A minimalist industrial cavern underneath a Shoreditch pizza restaurant, Concrete looks like someone's tried to recreate the Hacienda on a restricted budget.

At any rate, the venue is well named - practically every surface is brutalist grey, while contstruction site lamps glow overhead. Of course, maybe all this building site chic isn't actually decor. Quite possibly they just haven't finished building the place yet. But this stark cellar is where Las Kellies are throwing down their grooves. Let's hope they warm things up a bit.

By accident or design, there are no support bands. Strange, for there must be a hundred bands in London who'd jump at a support slot tonight - and most of them would probably boost the numbers a bit, too. Although there's a respectable crowd in front of the stage by the time Las Kellies eventually emerge, the venue is never particularly packed.

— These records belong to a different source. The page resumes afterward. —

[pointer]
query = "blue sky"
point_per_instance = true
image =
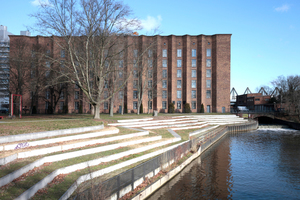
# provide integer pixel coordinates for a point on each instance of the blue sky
(265, 33)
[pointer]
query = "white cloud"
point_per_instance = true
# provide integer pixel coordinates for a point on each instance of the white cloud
(283, 8)
(40, 2)
(151, 23)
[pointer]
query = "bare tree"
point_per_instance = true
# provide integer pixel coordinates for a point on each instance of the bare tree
(90, 32)
(289, 90)
(20, 63)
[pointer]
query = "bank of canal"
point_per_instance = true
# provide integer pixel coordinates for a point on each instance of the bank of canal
(261, 164)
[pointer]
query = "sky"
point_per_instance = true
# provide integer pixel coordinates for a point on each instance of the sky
(265, 40)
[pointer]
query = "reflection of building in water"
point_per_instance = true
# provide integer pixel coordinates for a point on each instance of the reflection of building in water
(216, 164)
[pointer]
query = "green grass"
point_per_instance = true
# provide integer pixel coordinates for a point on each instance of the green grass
(38, 126)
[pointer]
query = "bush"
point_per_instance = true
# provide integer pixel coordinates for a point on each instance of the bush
(34, 111)
(187, 108)
(202, 108)
(65, 109)
(80, 109)
(125, 108)
(171, 108)
(141, 109)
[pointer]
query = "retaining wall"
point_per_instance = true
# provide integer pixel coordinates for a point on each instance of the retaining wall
(130, 179)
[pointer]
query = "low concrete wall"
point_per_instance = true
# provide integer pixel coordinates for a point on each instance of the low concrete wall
(48, 150)
(293, 125)
(32, 136)
(69, 169)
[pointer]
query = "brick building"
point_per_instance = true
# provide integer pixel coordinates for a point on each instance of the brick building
(182, 69)
(255, 102)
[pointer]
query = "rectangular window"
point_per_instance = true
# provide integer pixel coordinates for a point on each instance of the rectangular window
(149, 94)
(208, 52)
(120, 74)
(208, 94)
(164, 53)
(121, 63)
(120, 94)
(193, 83)
(178, 104)
(193, 73)
(178, 73)
(135, 84)
(76, 95)
(105, 105)
(178, 63)
(135, 52)
(62, 53)
(150, 53)
(61, 95)
(76, 105)
(32, 73)
(165, 75)
(208, 83)
(135, 105)
(208, 108)
(178, 94)
(105, 94)
(150, 104)
(164, 105)
(61, 105)
(193, 93)
(164, 96)
(193, 104)
(150, 63)
(165, 63)
(134, 63)
(178, 83)
(135, 74)
(47, 94)
(208, 62)
(194, 63)
(178, 52)
(135, 94)
(208, 73)
(194, 52)
(62, 64)
(164, 83)
(150, 84)
(149, 73)
(48, 64)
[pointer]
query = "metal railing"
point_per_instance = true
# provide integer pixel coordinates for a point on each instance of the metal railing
(115, 184)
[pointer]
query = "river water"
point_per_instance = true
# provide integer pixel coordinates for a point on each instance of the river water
(262, 164)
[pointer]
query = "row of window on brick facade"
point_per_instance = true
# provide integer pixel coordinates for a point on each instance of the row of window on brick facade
(179, 53)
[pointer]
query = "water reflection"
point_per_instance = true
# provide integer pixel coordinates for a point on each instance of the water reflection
(263, 164)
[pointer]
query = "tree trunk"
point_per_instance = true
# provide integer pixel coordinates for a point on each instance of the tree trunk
(122, 111)
(138, 108)
(111, 111)
(97, 111)
(92, 110)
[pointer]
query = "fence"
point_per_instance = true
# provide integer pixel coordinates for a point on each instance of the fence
(128, 180)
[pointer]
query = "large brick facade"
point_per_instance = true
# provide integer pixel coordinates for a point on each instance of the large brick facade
(186, 69)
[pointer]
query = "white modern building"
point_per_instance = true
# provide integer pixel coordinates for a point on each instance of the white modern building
(4, 68)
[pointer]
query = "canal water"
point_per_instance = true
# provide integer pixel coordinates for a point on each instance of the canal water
(262, 164)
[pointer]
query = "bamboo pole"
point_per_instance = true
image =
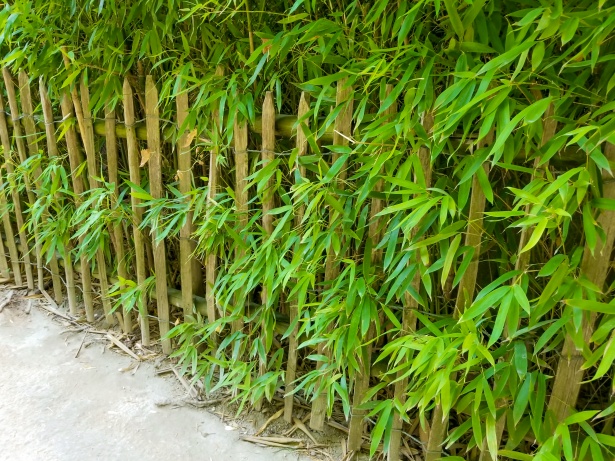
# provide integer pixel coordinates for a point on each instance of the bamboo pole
(184, 165)
(52, 152)
(9, 165)
(155, 179)
(408, 323)
(137, 211)
(10, 235)
(240, 142)
(522, 264)
(467, 285)
(291, 365)
(84, 118)
(78, 189)
(361, 386)
(116, 231)
(595, 267)
(342, 129)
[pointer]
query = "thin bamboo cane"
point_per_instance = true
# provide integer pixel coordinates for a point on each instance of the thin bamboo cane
(52, 152)
(240, 142)
(342, 128)
(137, 211)
(361, 386)
(10, 235)
(522, 264)
(116, 231)
(184, 165)
(155, 179)
(212, 258)
(84, 118)
(291, 365)
(30, 129)
(408, 322)
(267, 156)
(595, 268)
(22, 158)
(467, 285)
(78, 188)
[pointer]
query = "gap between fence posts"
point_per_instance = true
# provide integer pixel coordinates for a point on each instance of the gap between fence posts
(156, 191)
(137, 211)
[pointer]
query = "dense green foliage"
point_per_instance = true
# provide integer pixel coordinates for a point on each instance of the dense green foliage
(479, 67)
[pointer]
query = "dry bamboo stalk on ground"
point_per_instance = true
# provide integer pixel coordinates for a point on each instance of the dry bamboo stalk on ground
(117, 231)
(267, 155)
(9, 166)
(84, 118)
(155, 178)
(342, 129)
(137, 211)
(78, 189)
(240, 142)
(522, 263)
(52, 152)
(291, 365)
(408, 323)
(595, 268)
(465, 295)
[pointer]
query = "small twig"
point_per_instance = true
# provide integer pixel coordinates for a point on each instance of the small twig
(81, 345)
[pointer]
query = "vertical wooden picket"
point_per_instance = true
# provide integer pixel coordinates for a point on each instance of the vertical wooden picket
(361, 386)
(240, 143)
(410, 306)
(342, 129)
(78, 189)
(291, 365)
(184, 166)
(155, 180)
(137, 211)
(21, 150)
(52, 152)
(117, 231)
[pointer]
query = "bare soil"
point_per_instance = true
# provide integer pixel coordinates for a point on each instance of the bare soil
(56, 404)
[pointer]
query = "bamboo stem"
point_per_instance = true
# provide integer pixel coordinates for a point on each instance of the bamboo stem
(116, 231)
(78, 189)
(155, 178)
(342, 129)
(291, 365)
(137, 211)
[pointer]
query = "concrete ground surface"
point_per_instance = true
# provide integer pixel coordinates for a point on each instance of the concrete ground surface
(55, 407)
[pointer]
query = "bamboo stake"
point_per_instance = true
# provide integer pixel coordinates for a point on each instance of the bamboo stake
(595, 268)
(52, 152)
(240, 142)
(342, 129)
(467, 285)
(267, 155)
(291, 366)
(30, 129)
(155, 178)
(410, 306)
(212, 259)
(10, 236)
(117, 232)
(78, 189)
(137, 211)
(522, 264)
(84, 118)
(9, 166)
(184, 165)
(361, 386)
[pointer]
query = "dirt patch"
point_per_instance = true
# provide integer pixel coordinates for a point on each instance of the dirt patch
(58, 404)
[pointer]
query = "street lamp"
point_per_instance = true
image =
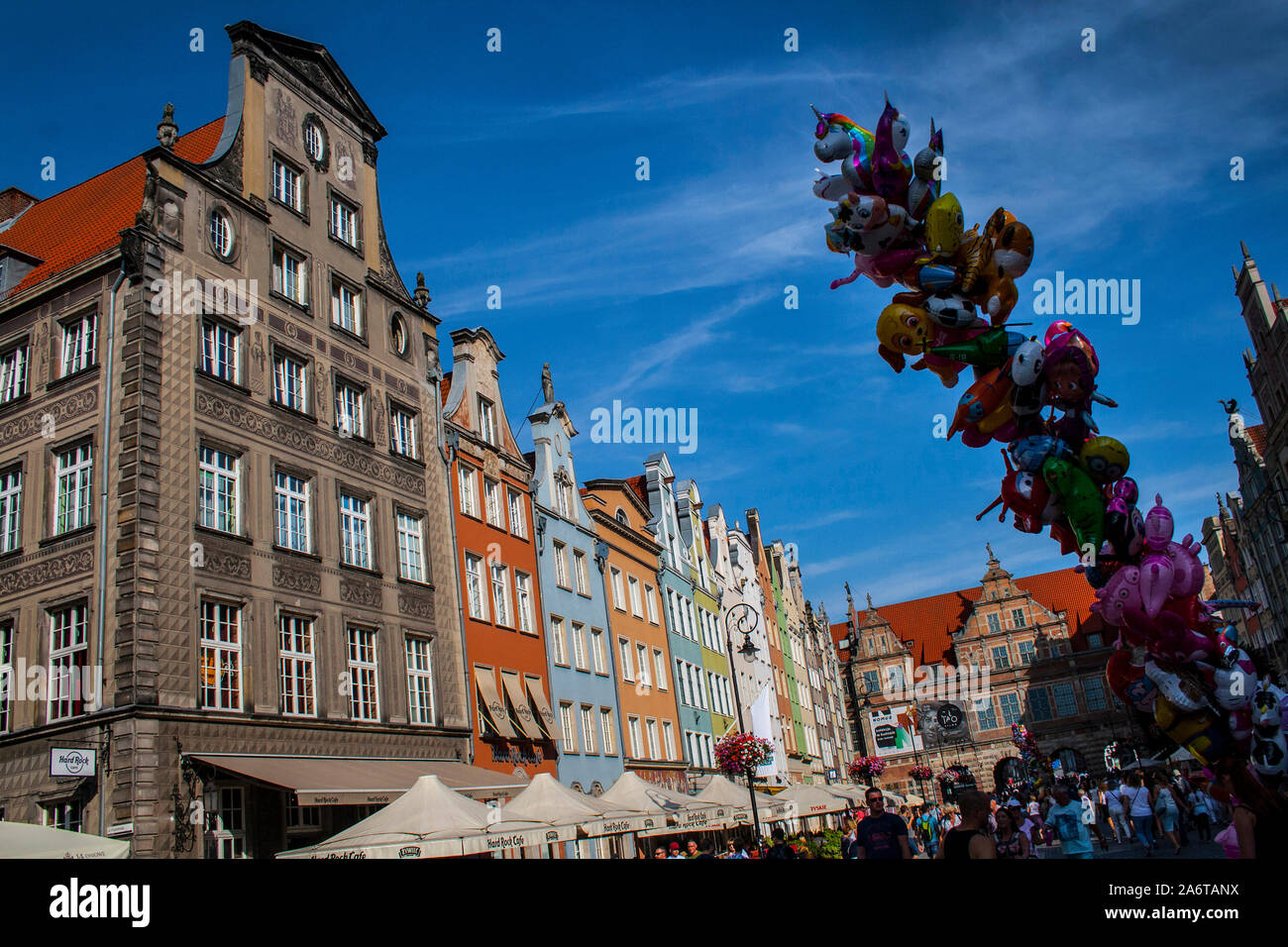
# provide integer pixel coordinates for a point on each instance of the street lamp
(746, 620)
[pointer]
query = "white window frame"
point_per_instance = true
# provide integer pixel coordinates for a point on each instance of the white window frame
(364, 665)
(296, 665)
(291, 509)
(523, 600)
(80, 343)
(498, 577)
(11, 513)
(419, 652)
(73, 483)
(475, 596)
(411, 547)
(219, 654)
(218, 488)
(356, 540)
(290, 381)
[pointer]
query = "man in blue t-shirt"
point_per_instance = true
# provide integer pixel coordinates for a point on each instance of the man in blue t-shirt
(1065, 818)
(881, 834)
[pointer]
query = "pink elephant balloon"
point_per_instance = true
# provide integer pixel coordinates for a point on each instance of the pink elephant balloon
(1121, 591)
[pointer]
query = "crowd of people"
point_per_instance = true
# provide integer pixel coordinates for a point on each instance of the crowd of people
(1070, 819)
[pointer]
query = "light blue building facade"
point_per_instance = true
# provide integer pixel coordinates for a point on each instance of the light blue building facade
(580, 655)
(682, 621)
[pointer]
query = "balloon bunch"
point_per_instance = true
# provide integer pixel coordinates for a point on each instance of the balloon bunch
(1176, 660)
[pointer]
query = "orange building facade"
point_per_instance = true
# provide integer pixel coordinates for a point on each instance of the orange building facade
(652, 742)
(496, 561)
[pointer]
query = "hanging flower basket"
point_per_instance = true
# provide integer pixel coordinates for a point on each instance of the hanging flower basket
(738, 754)
(867, 766)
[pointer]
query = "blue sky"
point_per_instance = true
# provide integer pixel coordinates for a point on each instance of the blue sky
(518, 169)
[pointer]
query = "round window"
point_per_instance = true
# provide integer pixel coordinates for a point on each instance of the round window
(220, 234)
(398, 334)
(313, 144)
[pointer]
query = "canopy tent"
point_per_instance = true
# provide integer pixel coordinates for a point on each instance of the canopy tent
(24, 840)
(725, 791)
(811, 800)
(428, 821)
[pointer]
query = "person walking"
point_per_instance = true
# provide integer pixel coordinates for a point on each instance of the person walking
(1065, 819)
(881, 835)
(1091, 817)
(970, 839)
(1009, 840)
(1166, 809)
(1140, 809)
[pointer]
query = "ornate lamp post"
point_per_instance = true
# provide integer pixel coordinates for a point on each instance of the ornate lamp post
(745, 617)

That's strange thing number two, for the band are on something of a roll at the moment. Their new album has been getting favourable reviews all over the media, tunes from it have been popping up on the radio. On the Las Kelliesface of it you'd expect this to be some sort of breakthrough moment for Las Kellies, but I suppose there's a difference between getting a good reaction in the media, and getting a good crowd in to a brutalist basement in Shoreditch on a Monday night. You can have one or the other, but it ain't easy getting both.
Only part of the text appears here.